Written By Tanya Zuckerbrot for Fox News
It’s bad enough that a poor night’s sleep can leave you groggy and cranky. Did you know lack of sleep over time can lead to weight gain, too?
Without adequate sleep the body will crave food for extra energy. Also, lack of sleep can affect two hormones that have an effect on our desire to eat. The hormone ghrelin stimulates appetite while the hormone leptin signals the brain when you are getting full. Studies have shown that people who are sleep deprived may have lower leptin levels and higher ghrelin levels, a combination that sets the stage for overeating.

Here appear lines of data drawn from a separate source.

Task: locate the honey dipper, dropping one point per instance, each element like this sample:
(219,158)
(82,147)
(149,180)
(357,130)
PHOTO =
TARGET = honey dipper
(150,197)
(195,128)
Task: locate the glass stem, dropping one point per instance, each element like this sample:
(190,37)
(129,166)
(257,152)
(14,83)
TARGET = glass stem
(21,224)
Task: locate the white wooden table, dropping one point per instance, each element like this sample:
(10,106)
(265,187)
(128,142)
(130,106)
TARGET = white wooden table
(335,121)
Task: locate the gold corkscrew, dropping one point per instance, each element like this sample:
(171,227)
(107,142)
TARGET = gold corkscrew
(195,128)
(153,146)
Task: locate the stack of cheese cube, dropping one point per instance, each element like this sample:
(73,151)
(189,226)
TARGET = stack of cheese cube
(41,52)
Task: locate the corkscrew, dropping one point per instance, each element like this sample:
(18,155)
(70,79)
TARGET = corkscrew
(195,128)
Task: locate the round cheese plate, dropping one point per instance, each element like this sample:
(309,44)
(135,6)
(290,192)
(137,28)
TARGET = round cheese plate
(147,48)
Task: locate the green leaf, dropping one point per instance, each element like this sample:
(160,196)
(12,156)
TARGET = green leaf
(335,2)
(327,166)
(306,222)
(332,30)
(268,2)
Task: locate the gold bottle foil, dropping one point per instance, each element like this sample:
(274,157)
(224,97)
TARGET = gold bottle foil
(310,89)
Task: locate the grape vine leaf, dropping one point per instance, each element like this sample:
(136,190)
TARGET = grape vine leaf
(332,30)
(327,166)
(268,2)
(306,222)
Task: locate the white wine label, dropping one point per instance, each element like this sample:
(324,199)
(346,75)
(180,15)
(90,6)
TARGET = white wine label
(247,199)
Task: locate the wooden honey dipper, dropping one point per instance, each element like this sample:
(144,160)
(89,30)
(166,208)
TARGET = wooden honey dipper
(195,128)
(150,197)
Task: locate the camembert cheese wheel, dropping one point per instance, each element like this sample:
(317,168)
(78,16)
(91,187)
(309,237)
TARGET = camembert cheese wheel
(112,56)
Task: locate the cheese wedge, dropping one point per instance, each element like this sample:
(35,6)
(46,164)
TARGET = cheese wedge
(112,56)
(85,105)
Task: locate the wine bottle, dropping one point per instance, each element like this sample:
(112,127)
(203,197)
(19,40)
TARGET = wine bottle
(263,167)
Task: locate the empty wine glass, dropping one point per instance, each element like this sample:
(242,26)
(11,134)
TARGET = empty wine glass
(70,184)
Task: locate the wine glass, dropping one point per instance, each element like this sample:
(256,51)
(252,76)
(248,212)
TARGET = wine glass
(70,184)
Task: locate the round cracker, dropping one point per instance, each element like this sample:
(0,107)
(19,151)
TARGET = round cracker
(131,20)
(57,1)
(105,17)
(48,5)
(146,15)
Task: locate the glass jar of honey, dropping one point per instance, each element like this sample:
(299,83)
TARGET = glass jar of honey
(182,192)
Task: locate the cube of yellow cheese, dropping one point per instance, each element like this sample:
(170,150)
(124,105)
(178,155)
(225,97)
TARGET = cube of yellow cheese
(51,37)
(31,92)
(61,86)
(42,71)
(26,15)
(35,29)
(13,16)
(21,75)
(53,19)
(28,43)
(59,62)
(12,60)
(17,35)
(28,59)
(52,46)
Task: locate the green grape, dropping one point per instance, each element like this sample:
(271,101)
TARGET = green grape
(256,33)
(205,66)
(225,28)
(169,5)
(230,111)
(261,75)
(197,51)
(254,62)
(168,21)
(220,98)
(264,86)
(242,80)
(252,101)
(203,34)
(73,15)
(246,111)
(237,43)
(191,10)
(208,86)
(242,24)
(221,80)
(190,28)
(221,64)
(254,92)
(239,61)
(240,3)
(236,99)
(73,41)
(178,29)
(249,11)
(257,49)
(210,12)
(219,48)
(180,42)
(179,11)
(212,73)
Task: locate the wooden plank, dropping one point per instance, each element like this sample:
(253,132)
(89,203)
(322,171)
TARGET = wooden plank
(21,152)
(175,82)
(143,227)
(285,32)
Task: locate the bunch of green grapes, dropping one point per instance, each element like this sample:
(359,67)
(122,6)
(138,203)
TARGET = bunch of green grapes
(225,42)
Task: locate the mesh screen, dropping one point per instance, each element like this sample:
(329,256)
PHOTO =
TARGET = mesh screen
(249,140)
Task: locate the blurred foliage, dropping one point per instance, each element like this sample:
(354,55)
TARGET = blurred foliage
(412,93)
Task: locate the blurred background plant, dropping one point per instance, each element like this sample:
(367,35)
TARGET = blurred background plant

A good diet and eating habits can do a lot to promote restful sleep and being at a healthy weight:
Ditch sugar in the evening
Eating a dinner that is full of refined carbohydrates such as pasta or bread or snacking on sugary candy, cookies or ice cream before bedtime can produce an energy rush when you least need it – and it can keep you tossing and turning for hours.
Get your vitamins and minerals
Nutritional gaps caused by skipped meals and eating too few calories can affect sleep quality. Iron deficiency has been linked to restless leg syndrome, for example, and lack of folic acid may cause sleeplessness. Foods rich in B vitamins, zinc and calcium, are known to calm and relax, and promote better sleep.
Go easy on caffeine and spicy foods
Caffeine can last in your body for hours so steer clear of things that can have a lot of it such as coffee, tea, soda and chocolate. Also, stay away from foods that are super spicy because who can sleep with a bad case of indigestion?
Try taking melatonin
Melatonin is a hormone produced in the pineal gland in the center of your brain. Melatonin regulates the body's circadian rhythms - daily rhythms that include your sleep-wake cycle. The levels of melatonin in the blood are highest prior to bedtime, which should work to make us sleepy. But at times when you are feeling restless taking some melatonin in supplement form will help you feel drowsy and may even help you get a longer, more restful sleep.